There was no photography allowed, not even for the media. Prior to the show's start at about 8.30pm, the audience, estimated to be about 4,500-strong, were reminded not to do any kind of recording. To enforce this, burly, black-clad guards roamed the venue, and were quick to go up to anyone who so much as turned on the screens of their phones, even if they were merely checking messages. It is a tad strict, but it did ensure that the audience had their attention focused only on what was happening on stage.

He did not speak a word to the audience, not even to introduce the songs or his band members. The only time he acknowledged the fans was when he walked to the centre of the stage and faced them before making his exit at the end of the main set and the encore.

It did not really matter, because the songs spoke for themselves.

Dylan, who won the Nobel Prize in Literature in 2016, packed his setlist with songs that represented various musical transformations that he went through in his long and prolific discography.

There was no The Times They Are a-Changin', the classic 1964 protest anthem, but he did start the show with the more recent Things Have Changed, a 2000 track that earned him both an Oscar and Golden Globe for its use in comedy-drama Wonder Boys.

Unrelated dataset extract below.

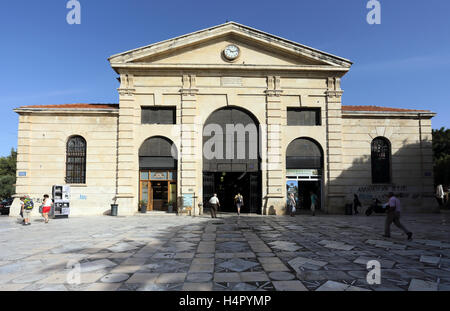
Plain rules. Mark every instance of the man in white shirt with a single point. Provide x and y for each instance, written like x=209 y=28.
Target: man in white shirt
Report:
x=214 y=205
x=393 y=215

From his 1990s output there were robust renditions of Love Sick and Make You Feel My Love while his 1970s work was represented by Tangled Up In Blue.

His last three albums might comprise covers of Great American songbook tunes and traditional pop songs but his setlist focused more on tracks like Pay In Blood from Tempest (2012), his last album of original songs.

The live take is a lot more faithful to the album version, perhaps because it was a relatively recently recording. But make no mistake, give him enough time and Dylan would surely have found a way to re-imagine the song live, just like he has done with his classics.